De un instante a otro y sin mayor demora fui succionado por un tobogán que me arrojó a un mar hermoso y extenso donde una sirena divina y luminosa rodeada de miles de ondinas y nereidas nos organizaba a todos y seleccionaba las criaturas más aptas para continuar a otro conducto; y mientras lo hacía, pasó un buen tiempo en que disfrutaba estar al vaivén de las aguas oceánicas en que estaba flotando cual delfín en el mar y viendo y jugando con muchas criaturas marinas de todo tipo, forma, color, tamaño y especies bonitas y exóticas.


En un momento en que estaba saludando unos amigos y conversando con unos familiares que me encontré allí, fui llevado por una fuerza magnética hacia un sol gigante y bellísimo donde habíamos millones de criaturas pasando para avanzar hacia unos senderos tubulares que tenían formas en espiral; entre tanto sentía que un calor agradable confortaba mi cuerpo y me generaba una alegría especial que provenía de unas chispas con forma de salamandras que limpiaban mi cuerpo y me hacían sentirme más ligero.
Mientras continuaba caminando nos llevaron a un jardín de preciosas flores lilas y de todas las tonalidades moradas y purpuras, que jamás había visto en mi vida y con una luna purpura y radiante que me motivaba un amor por todos los silfos y sílfides que estaban a mi lado soplando un fresco y limpiador viento; y en general por todo lo bello que estaba viviendo por esos momentos y durante el curso de toda mi vida.

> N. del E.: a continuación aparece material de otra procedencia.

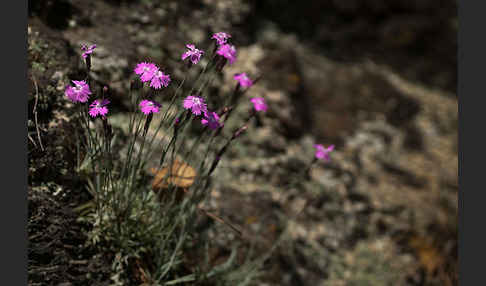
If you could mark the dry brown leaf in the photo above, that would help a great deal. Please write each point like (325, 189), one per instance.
(182, 175)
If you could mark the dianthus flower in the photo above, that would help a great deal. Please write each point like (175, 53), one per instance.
(87, 50)
(79, 93)
(228, 52)
(221, 38)
(196, 104)
(323, 153)
(98, 107)
(146, 71)
(149, 106)
(159, 79)
(193, 53)
(259, 104)
(243, 80)
(211, 119)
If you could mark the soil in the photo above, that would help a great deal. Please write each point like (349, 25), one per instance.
(377, 79)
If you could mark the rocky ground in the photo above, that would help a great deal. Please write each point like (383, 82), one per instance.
(376, 79)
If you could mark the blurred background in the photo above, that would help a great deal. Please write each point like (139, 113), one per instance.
(376, 78)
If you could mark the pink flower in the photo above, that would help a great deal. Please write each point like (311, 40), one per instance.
(79, 93)
(146, 71)
(98, 107)
(211, 119)
(221, 38)
(159, 79)
(243, 80)
(323, 153)
(87, 50)
(228, 52)
(193, 53)
(148, 106)
(196, 104)
(259, 104)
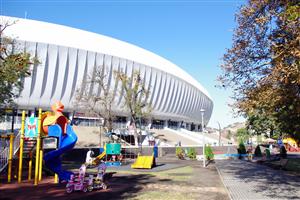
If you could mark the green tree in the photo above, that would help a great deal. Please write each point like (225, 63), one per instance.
(135, 95)
(263, 64)
(14, 67)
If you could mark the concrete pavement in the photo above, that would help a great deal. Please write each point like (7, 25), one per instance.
(246, 181)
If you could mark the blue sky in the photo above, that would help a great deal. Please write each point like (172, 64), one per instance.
(191, 34)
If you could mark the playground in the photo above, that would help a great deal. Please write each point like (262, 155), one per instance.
(37, 173)
(184, 180)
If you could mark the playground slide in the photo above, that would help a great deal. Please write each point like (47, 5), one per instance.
(98, 158)
(143, 162)
(66, 142)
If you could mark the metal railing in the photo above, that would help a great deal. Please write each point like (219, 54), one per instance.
(17, 142)
(4, 157)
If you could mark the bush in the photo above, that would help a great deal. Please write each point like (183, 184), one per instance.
(283, 153)
(191, 153)
(209, 153)
(257, 151)
(241, 149)
(179, 153)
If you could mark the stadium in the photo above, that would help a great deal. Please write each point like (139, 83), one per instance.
(68, 55)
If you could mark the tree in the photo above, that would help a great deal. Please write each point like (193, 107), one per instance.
(135, 97)
(14, 67)
(263, 65)
(96, 97)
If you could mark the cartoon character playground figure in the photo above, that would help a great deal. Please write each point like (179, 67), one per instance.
(89, 159)
(79, 183)
(99, 180)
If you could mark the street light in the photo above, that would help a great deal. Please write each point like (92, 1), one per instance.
(219, 133)
(203, 141)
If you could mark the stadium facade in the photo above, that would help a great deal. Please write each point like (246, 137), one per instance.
(67, 56)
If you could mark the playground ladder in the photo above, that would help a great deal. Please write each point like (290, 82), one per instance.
(4, 158)
(29, 145)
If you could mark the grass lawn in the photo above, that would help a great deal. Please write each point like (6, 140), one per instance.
(178, 174)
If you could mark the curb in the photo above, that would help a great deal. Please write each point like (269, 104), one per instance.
(229, 195)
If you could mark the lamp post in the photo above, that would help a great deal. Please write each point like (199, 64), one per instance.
(219, 133)
(203, 141)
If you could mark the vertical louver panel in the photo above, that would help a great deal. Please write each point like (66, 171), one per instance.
(38, 73)
(49, 75)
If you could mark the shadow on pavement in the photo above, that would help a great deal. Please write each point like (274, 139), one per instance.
(262, 179)
(119, 187)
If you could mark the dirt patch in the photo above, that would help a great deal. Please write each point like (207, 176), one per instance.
(190, 182)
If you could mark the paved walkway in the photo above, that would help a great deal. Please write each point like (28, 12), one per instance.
(245, 180)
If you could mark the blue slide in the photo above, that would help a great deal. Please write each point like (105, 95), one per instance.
(65, 142)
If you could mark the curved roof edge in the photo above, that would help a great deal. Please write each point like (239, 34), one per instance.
(44, 32)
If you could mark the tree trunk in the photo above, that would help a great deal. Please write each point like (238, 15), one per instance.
(135, 131)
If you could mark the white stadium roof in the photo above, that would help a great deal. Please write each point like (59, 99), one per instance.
(31, 30)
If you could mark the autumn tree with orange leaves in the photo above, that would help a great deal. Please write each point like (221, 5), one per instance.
(263, 66)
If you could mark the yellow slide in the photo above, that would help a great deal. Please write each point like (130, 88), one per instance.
(98, 158)
(143, 162)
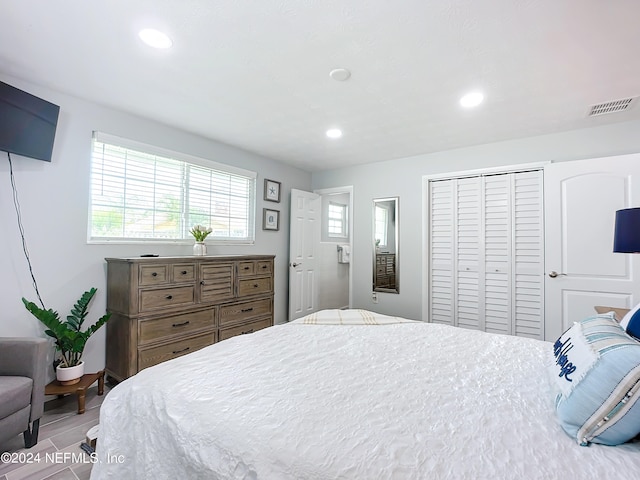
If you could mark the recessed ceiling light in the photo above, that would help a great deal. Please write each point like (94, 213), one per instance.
(155, 38)
(472, 99)
(340, 74)
(334, 133)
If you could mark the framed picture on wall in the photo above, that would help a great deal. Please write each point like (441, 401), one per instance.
(270, 219)
(271, 190)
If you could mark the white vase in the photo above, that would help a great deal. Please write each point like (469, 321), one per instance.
(70, 375)
(199, 248)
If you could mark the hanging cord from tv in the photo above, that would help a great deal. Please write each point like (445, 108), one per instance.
(16, 205)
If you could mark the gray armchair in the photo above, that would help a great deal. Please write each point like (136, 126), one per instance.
(22, 380)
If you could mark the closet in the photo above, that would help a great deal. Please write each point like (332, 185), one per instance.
(486, 252)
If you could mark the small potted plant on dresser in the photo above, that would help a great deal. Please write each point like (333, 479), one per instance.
(69, 337)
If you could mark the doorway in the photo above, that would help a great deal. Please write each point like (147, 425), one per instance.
(320, 255)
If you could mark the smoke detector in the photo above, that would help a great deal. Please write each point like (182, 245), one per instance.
(611, 107)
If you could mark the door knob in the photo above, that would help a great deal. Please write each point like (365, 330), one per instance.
(553, 274)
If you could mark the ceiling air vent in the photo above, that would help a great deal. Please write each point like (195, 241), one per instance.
(611, 107)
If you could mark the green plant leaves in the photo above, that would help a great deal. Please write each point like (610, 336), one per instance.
(70, 339)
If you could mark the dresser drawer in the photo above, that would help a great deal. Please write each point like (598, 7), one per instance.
(264, 267)
(246, 268)
(245, 311)
(183, 272)
(244, 329)
(254, 286)
(152, 356)
(216, 282)
(166, 327)
(166, 297)
(153, 274)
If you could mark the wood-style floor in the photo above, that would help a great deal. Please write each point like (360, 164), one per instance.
(61, 432)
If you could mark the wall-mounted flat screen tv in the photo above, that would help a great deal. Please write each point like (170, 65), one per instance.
(27, 123)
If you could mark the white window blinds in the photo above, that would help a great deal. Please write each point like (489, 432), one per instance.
(140, 192)
(337, 220)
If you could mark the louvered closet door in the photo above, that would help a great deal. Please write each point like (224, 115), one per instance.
(497, 237)
(442, 238)
(528, 254)
(486, 261)
(468, 254)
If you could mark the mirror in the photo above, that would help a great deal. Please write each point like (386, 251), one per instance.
(385, 245)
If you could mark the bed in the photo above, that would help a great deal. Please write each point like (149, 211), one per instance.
(349, 395)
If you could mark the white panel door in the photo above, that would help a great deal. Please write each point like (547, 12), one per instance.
(303, 253)
(581, 198)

Sin que acabase mi éxtasis por ese lugar fui transportado hacia un cielo azul y despejado lleno de luminosidad, donde se oía una voz hermosa y melodiosa que cantaba al son de un chofar que inundaba todo el firmamento en que me hallaba flotando como un ave en medio de un gran cielo atiborrado de chispas de luz etéricas que conformaban ese entorno celestial.
Un tiempo después y como atravesando a otra dimensión fui llevado a un lugar tan luminoso y radiante como el oro, lleno de todo tipo de riquezas y lámparas cristalinas que daban destellos dorados y llevaban luz con estrellitas o chispas transportadas por miles de haces de luz a todo ese mundo solar en que me encontraba rodeado de una innumerable abundancia y riquezas en oro.


Jamáshabía visto tales cosas; y mientras me admiraba de ese lugar, parpadeé y de repente me hallaba en medio de una transparencia y luminosidad tal, mucho más radiante que el mundo anterior y donde se veían luces y destellos de todos los colores, eran miles e infinitos tonos y colores jamás vistos, que me llenaban de un éxtasis inefable y fantástico.
Después de un largo tiempo que fue tan corto y sublime como la eternidad, me vi inmerso y viviendo en el gran mar cósmico de la infinita creación habitando en mi morada en un excelso y hermoso edén junto a la presencia del Eterno.